On se serait cru revenu au tournant du siècle et à ses grands attentats islamistes. Hier matin, en plein centre de Mogadiscio, la capitale somalienne, un camion piégé a explosé à proximité de plusieurs ministères et, dans les décombres, le hurlement des sirènes et les pleurs des familles tenues à distance, on a décompté plus de 70 morts et relevé plus de 150 blessés que les hôpitaux débordés n’arrivaient pas à soigner.

L’horreur s’est une fois de plus abattue sur ce pays de la Corne de l’Afrique, de cette pointe orientale du continent noir dressée entre le Golfe d’Aden et l’Océan indien. Depuis vingt ans, l’histoire de la Somalie est celle d’une tragédie car, depuis la chute, en 1991, de son ancien dictateur, Siyaad Barre, emporté par l’échec de sa tentative de conquête de l’Ogaden éthiopien, les Somaliens vivent, ou tentent, plutôt, d’échapper à la mort dans ce qu’on appelle un Etat failli au large duquel s’est développée la piraterie.

Siyaad Barre renversé, aucun vrai pouvoir ne l’a en effet remplacé. Il s’est créé un vide politique dans lequel les grands clans ont tenté d’assurer leur mainmise sur le pays. Il s’en est suivi une guerre civile, aussi confuse que sanglante et si vite devenue tellement atroce que, sous mandat de l’Onu et commandement américain, une intervention humanitaire, la première de cette envergure, fut lancée en 1992.

Elle s’appelait Restore Hope , restaurer l’espoir. L’objectif était noble mais un an plus tard, harcelées de tous côtés, en proie à des coalitions mouvantes dans lesquelles les islamistes jouaient un rôle toujours plus grand, ne sachant plus contre qui elles se battaient et comment le faire, les troupes américaines avaient perdu pied avant d’assister impuissantes au lynchage de plusieurs de leurs hommes.
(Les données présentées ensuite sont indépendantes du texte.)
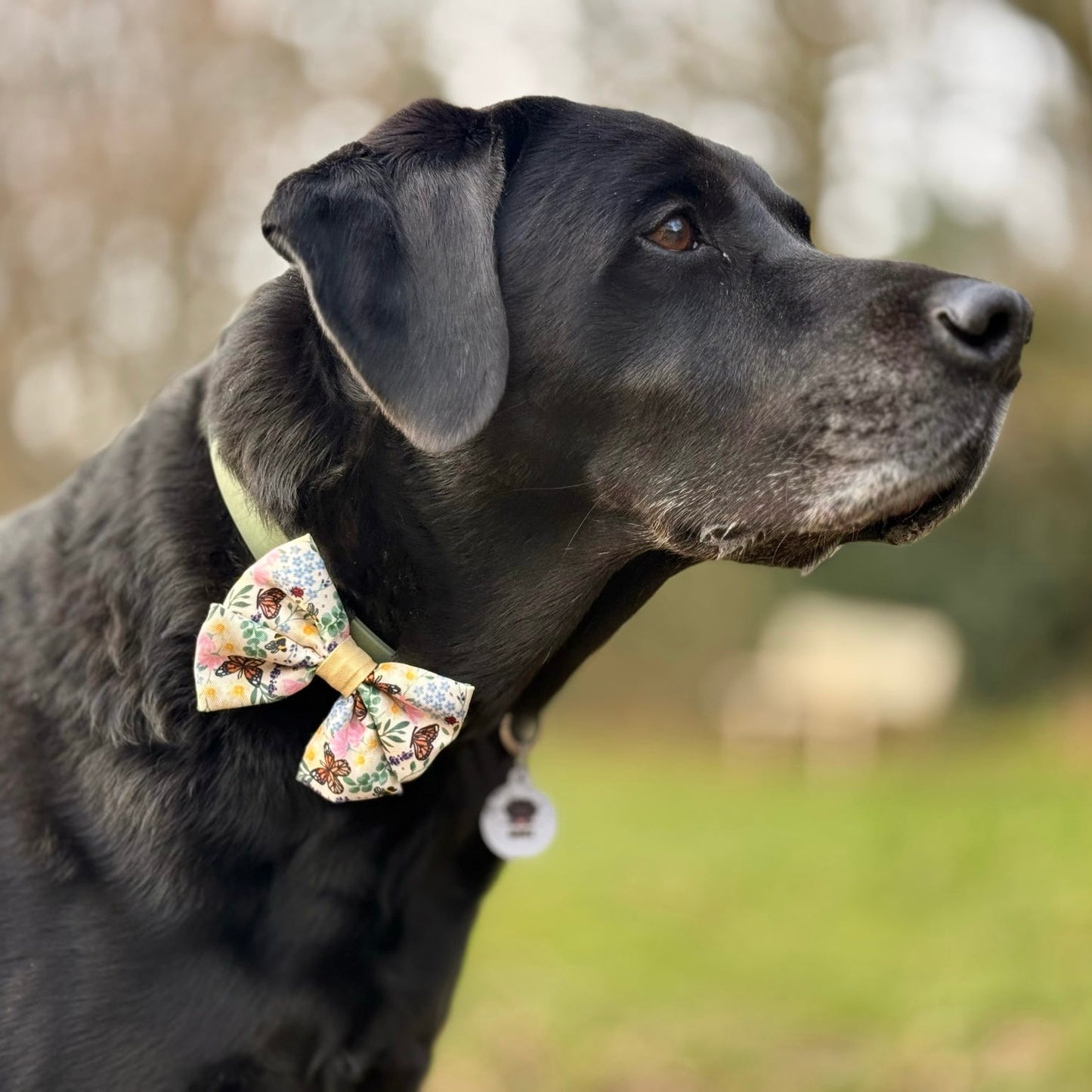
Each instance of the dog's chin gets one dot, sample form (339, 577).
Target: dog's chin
(871, 505)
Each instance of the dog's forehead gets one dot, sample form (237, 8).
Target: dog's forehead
(616, 159)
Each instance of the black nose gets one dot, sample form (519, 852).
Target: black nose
(981, 326)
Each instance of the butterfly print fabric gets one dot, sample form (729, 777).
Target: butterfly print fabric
(269, 639)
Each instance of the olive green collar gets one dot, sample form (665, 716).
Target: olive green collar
(261, 535)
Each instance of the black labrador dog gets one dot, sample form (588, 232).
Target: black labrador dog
(527, 363)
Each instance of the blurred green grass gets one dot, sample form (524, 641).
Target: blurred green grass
(706, 924)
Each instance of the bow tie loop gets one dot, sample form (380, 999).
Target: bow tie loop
(280, 626)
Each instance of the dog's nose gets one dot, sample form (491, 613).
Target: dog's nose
(981, 326)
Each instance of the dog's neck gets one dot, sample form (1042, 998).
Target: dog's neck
(472, 565)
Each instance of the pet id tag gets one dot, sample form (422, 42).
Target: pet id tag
(518, 820)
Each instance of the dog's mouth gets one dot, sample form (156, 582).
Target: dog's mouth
(883, 503)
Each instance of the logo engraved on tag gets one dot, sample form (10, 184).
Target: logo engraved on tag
(517, 819)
Passées en boucle sur toutes les télévisons du monde, ces images amènent Bill Clinton à annoncer un retrait des Etats-Unis. Totale, absolue, cette débâcle laissera l’Amérique et l’Onu si meurtries que c’est à cause d’elle que le monde restera passif, au printemps 1994, devant le génocide des Tutsis du Rwanda. Les grandes puissances, l’Onu, les grands principes, la presse aussi, ont déclaré forfait en Somalie il y a 15 ans déjà et depuis, entre des négociations de paix qui n’ont jamais mené à rien, des transitions qui n’ont jamais abouti et une intervention de l’Union africaine dont on se demande à quoi elle sert, ce pays n’en finit plus de plonger dans une anarchie si effroyable que les islamistes y ont pu passer pour un recours.
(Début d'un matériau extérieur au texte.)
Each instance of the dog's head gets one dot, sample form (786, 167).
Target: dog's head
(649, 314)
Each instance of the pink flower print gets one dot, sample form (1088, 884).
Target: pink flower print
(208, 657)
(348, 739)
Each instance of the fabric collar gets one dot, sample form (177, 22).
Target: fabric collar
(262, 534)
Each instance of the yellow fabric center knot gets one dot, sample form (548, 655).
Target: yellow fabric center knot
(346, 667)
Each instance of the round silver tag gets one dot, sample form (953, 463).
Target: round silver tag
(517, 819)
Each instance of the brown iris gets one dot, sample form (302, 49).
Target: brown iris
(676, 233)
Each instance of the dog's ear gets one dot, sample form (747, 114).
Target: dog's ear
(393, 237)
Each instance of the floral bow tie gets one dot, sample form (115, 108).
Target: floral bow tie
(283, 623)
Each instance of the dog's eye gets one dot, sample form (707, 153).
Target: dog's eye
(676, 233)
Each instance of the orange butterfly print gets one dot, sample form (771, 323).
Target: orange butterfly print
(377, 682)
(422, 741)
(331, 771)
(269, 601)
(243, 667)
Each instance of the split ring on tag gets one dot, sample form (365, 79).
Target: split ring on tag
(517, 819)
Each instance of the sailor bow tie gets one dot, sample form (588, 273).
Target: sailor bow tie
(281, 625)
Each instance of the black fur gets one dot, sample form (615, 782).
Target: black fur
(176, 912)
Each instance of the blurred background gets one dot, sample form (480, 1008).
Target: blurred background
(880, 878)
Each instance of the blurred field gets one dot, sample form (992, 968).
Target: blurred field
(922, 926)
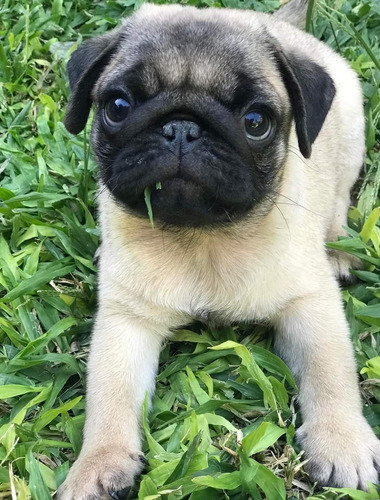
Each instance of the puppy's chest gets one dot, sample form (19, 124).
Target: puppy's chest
(215, 286)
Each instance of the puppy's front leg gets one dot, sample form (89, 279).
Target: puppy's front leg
(313, 337)
(122, 367)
Comme un temps les taliban afghans, les Chabaab, les islamistes somaliens, ont fini par séduire en coupant les mains des voleurs et appliquant la charia mais, illuminés et totalement paranoïaques, ils ont aussi refusé toute aide internationale si bien que, sécheresse aidant, la famine s’est maintenant abattue sur la Somalie où des enfants au ventre ballonné meurent accrochés au flanc d’adultes décharnés. Dans cet enfer, les islamistes perdent pied. Ils ont du opérer ce qu’ils appellent un « repli tactique » de Mogadiscio et c’est pour montrer qu’ils comptent encore qu’ils ont tué hier, encore plus fous que barbares.